A linha programática vai ser de continuidade, mas houve dois factores de aprendizagem por parte do BJP, que sugerem mudanças. Não nos esqueçamos que em 70 anos de democracia o BJP só formou Governo três vezes. É um partido que tem um grande défice de quadros tecnocratas, e essa é uma experiência que só se adquire no Governo. O Congresso tem todos esses anos de história do seu lado, tem essa capacidade, mas não consegue ligar-se ao eleitorado. Com o BJP passa-se exactamente o contrário: é formidável em termos de comunicação e ligação ao eleitorado, mas tem um défice em termos de quadros técnicos. E por isso as margens extremistas ganham espaço, onde há défice intelectual. E há também a aprendizagem do próprio Modi, que veio de um estado indiano que é considerado pequeno na grande Índia, e gerir um estado indiano é muito diferente de gerir um país com 1300 milhões de pessoas, e parece-me que ele está a perceber que as coisas não vão lá apenas com a liderança, com a centralização do poder nele, mas que vai ter que investir na infraestrutura estatal do Governo.
Pode esperar-se uma maior dureza da Índia em relação ao Paquistão, tal como aconteceu após o ataque em Caxemira em Fevereiro?

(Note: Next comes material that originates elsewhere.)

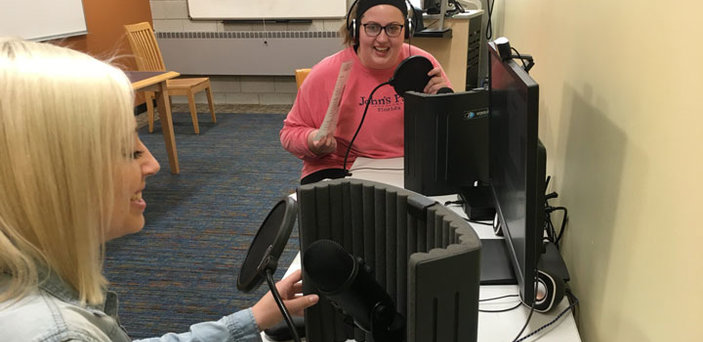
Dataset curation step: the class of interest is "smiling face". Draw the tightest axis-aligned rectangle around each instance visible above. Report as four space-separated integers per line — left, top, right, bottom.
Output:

Na realidade não vejo grandes diferenças de política de externa entre os grandes partidos indianos. Mas há uma mudança estrutural que Modi trouxe, que é focar menos no Paquistão e mais na China. Foram gastos muitos recursos em governos anteriores para tentar resolver a situação com o Paquistão, e Modi apercebeu-se que não funcionou e, de certa forma, desistiu dessa abordagem e redireccionou os esforços para aquilo que é realmente o maior desafio externo da Índia, que é a assertividade da China. Estamos a falar dos dois maiores países do mundo que nem sequer têm um entendimento em relação à sua fronteira, e que até já travaram uma guerra por causa disso. Modi tem tentado encontrar alguma estabilidade nas relações com a China e penso que será esse o objectivo que vai tentar alcançar: não depender da China, mas sem a hostilizar. Vai ser difícil e vai requerer vários equilíbrios, em particular um em que Modi tem investido, que é nas relações com outras democracias na Ásia, como o Japão, mas também com a União Europeia e os EUA.